This week a group of development experts are meeting to discuss ‘Total Official Support for Sustainable Development’, or TOSSD. This is a new statistical metric that’s been in the making for almost ten years and is meant to capture global efforts in support of sustainable development. ActionAid, AidWatch Canada and Oxfam International are releasing a discussion paper to shed light on what has been a niche conversation to date, but could significantly shape the future of development finance.
British psychologist Joan Freeman once titled an article ‘If you can’t measure it, it doesn’t exist’. Metrics do matter. If we can’t track what resources the international community is allocating to turn the ambitions of Agenda 2030 and its Sustainable Development Goals (SDGs) into reality, then how can we determine if we’re making progress?
The UN’s move from the Millennium Development Goals (2000-2015) to the SDGs (2015-2030) implied a shift from a fairly focused development agenda funded in great part through Official Development Assistance (ODA) to a much broader and ambitious agenda funded through a wider pool of development finance. The UN estimates that there is a $2.5 trillion annual financing gap for meeting the SDGs by 2030, and debates have focused on how to fill this gap, going beyond ODA.
Discussions about TOSSD slowly took shape starting in 2012 at the OECD Development Assistance Committee (DAC). Many in the development community, including civil society organizations (CSOs), are looking (critically) at the role of non-ODA flows of public money and publicly leveraged private finance. These are often non-concessional in nature and directed at so-called International Public Goods, such as climate change mitigation or development of coronavirus vaccines.
Here’s the formal definition of TOSSD:
‘The Total Official Support for Sustainable Development (TOSSD) statistical measure includes all officially-supported resource flows to promote sustainable development in developing countries and to support development enablers and/or address global challenges at regional or global levels.’
TOSSD has received official recognition in the 2015 Addis Ababa Action Agenda and from the G7 and G20. It now is the subject of difficult discussions at the UN on including this metric among the SDG indicators.

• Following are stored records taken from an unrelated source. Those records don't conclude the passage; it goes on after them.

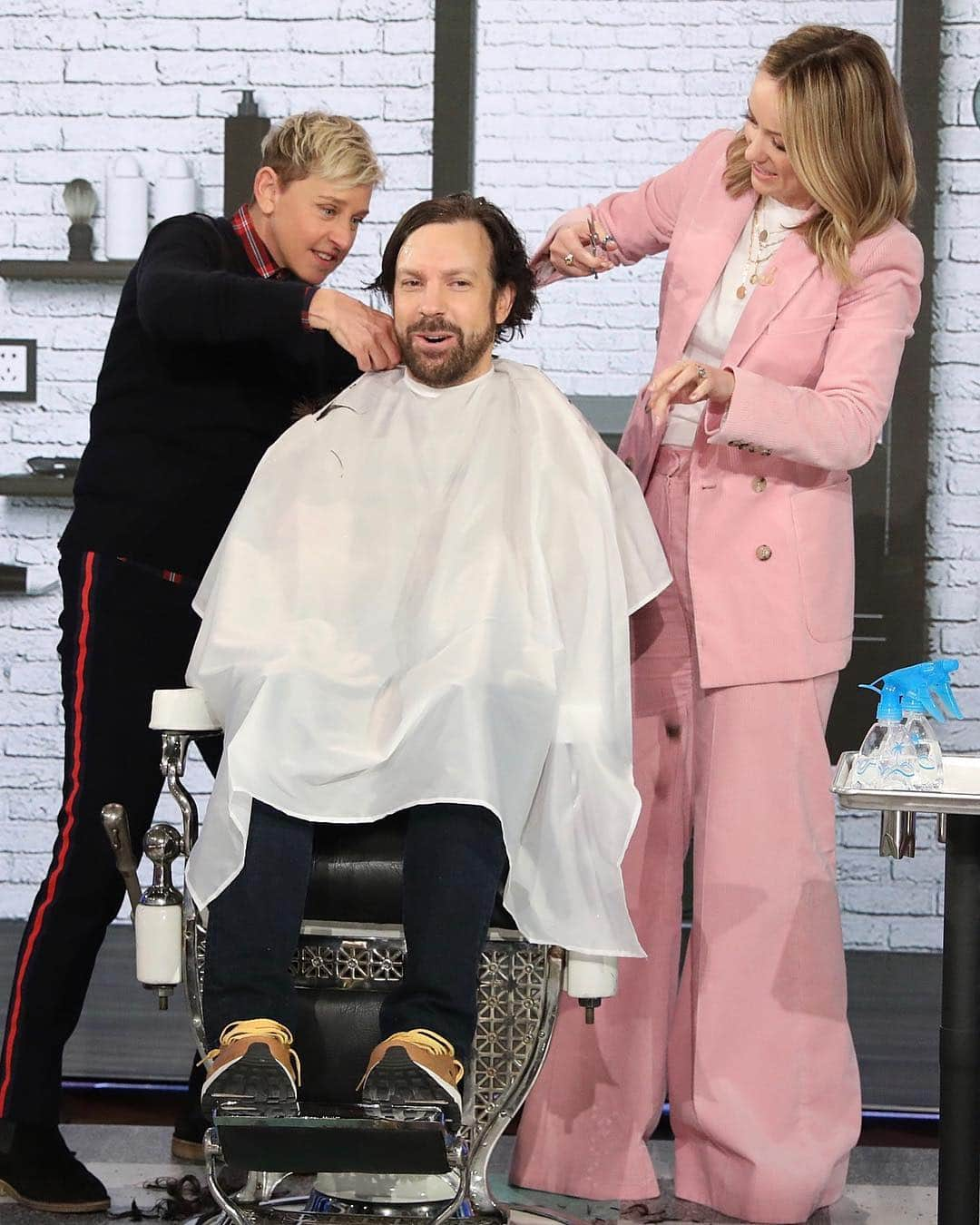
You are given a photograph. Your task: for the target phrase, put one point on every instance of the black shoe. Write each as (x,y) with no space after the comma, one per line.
(38,1170)
(186,1143)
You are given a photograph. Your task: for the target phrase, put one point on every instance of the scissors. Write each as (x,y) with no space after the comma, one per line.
(594,242)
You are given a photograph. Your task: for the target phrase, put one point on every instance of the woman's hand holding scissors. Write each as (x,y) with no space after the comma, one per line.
(578,250)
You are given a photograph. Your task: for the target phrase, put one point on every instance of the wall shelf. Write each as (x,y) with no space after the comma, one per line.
(35,485)
(65,270)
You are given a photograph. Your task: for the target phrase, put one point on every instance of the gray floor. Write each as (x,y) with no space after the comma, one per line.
(893,1008)
(886,1186)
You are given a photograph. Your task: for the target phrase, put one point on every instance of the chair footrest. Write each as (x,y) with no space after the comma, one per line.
(359,1140)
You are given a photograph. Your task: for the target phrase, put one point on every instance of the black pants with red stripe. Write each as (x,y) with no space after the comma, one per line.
(125,631)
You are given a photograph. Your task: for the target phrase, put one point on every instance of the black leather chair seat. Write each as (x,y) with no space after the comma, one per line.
(357,874)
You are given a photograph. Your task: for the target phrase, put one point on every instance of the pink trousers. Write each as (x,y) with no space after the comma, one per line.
(753,1045)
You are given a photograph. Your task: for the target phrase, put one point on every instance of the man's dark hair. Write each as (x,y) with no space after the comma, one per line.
(508,261)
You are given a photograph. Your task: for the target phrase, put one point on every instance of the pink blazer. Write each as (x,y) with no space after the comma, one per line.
(815,364)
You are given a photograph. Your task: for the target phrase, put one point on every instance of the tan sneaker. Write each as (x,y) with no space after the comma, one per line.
(412,1068)
(254,1066)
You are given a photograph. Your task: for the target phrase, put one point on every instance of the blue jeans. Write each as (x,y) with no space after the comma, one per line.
(454,861)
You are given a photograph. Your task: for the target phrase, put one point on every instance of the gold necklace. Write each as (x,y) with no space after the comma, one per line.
(761,248)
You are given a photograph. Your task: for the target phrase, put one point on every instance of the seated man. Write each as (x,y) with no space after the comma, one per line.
(422,604)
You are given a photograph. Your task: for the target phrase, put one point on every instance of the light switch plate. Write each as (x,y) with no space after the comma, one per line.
(18,365)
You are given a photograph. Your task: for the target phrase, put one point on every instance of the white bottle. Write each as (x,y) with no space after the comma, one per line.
(126,216)
(175,192)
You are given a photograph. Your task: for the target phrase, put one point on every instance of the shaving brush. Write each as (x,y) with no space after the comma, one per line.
(80,205)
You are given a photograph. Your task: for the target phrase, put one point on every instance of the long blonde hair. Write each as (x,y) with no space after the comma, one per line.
(844,128)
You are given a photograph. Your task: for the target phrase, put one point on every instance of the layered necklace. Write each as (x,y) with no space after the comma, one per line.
(762,247)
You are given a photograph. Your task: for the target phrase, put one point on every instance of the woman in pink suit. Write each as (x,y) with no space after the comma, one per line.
(790,287)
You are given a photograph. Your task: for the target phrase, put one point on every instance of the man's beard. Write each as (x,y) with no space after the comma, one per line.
(450,368)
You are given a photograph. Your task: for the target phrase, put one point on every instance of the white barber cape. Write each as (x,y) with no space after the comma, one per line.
(423,597)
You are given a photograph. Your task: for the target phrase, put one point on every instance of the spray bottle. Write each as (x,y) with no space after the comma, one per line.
(900,752)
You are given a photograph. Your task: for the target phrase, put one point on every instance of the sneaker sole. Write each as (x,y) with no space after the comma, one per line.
(398,1081)
(256,1081)
(186,1151)
(90,1206)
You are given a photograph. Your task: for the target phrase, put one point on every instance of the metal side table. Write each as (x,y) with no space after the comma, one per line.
(957,810)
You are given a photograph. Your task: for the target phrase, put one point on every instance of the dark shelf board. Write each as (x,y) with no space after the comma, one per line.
(65,270)
(35,485)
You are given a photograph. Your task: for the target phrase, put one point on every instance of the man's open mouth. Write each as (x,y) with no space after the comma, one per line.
(435,342)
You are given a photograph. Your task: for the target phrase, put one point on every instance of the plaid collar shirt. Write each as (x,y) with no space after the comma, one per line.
(261,259)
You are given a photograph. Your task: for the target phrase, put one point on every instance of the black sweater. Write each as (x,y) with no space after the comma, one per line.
(205,365)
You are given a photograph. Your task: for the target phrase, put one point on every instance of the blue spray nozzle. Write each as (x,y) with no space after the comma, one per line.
(919,688)
(889,704)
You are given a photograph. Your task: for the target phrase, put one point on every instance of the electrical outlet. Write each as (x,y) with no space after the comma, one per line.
(17,369)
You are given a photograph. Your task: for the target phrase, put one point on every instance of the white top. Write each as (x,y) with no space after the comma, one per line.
(424,597)
(723,310)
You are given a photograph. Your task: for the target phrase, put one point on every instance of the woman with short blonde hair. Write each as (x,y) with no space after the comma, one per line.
(790,287)
(316,144)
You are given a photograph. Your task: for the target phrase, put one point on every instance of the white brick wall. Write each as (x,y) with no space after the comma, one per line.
(574,97)
(149,77)
(580,98)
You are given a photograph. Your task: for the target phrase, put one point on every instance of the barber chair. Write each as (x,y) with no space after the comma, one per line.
(370,1162)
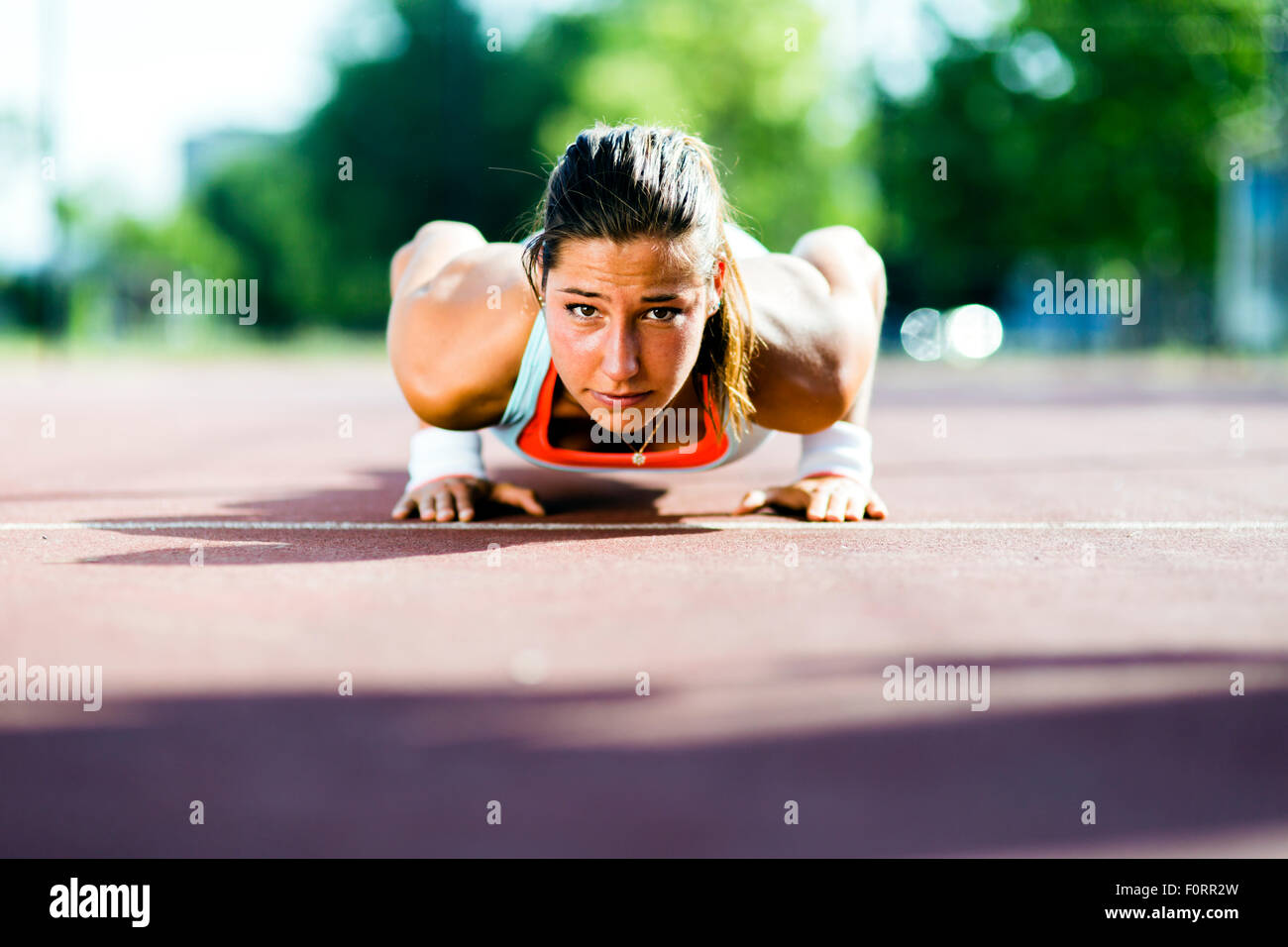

The DAC – a club of rich-country governments – did most of the work to develop TOSSD, although in recent years the work was conducted via a more inclusive and transparent Task Force process involving low, and middle-income country technical experts and proactive CSO observers. Currently, the future of TOSSD and hard governance issues stir heated debates.
Our report sheds light on how TOSSD works in practice as well as on its ambitions and shortcomings. The report looks into the political perspectives on this new metric, examining its strengths and significant challenges. We conclude: whatever you may think about TOSSD, if you care about development, you’d better know about it.
Through a comprehensive literature review and in-depth interviews with key stakeholders, we explore three basic perspectives on TOSSD:
1) Agenda 2030 still lacks a comprehensive metric that would systematically track all financial flows supporting the SDGs, and TOSSD could help fill that gap.
TOSSD has the potential for capturing financing flows based on a ‘recipient perspective’ (i.e. tracking the funds actually received by low- and middle-income countries), particularly for non-ODA flows, and could offer a framework that rigorously tabulates the details of both concessional and non-concessional finance. It presents opportunities to engage many development actors, including South-South Cooperation providers, and profiles low- and middle-income countries’ contributions to International Public Goods, such as refugee protection.
2) TOSSD could provide a valuable metric for strengthening the transparency of development finance flows, but currently has significant flaws in the scope of data collected and in its governance.
There is room for scepticism about key aspects of TOSSD as set out so far and about donor political motivations in pushing another metric that can easily further marginalize stagnant levels of ODA. The latter is uniquely important in reaching marginalized communities and for ‘leaving no one behind’, particularly given the recent urgency of maximizing grants to partner countries grappling with COVID-19.
TOSSD’s potential in terms of bringing a recipient perspective is also severely compromised by its ill-defined inclusion of flows relating to International Public Goods. These can be of relevance to low- and middle- income countries, but spent in donor countries. This is because Agenda 2030 has a universal character, with its many goals and targets. These tensions are creating layers of complexity, potentially artificially inflating funding levels, and confusion in such areas as climate mitigation, global financial stability or using public funds to mobilize private development finance.
3) TOSSD as presented by the Task Force is neither legitimate nor necessary.
TOSSD cannot be assessed solely on technical grounds as it has been so far, but is embedded in the unequal politics of development finance, which have largely marginalized low- and middle-income countries within the UN and have deeply undermined trust. The metric avoids discussion of country ownership of development, which requires a more comprehensive approach to assessing country needs, current limitations and solutions.
TOSSD seems to have a future, albeit at this point somewhat uncertain in its scope and eventual governance. CSOs will continue to address TOSSD from several different but valid entry points, as participant observers, outside critics, or challengers of Northern donors’ power in defining the global development agenda. Our paper provides a foundation for an informed debate within and among CSOs, and with the broader international community.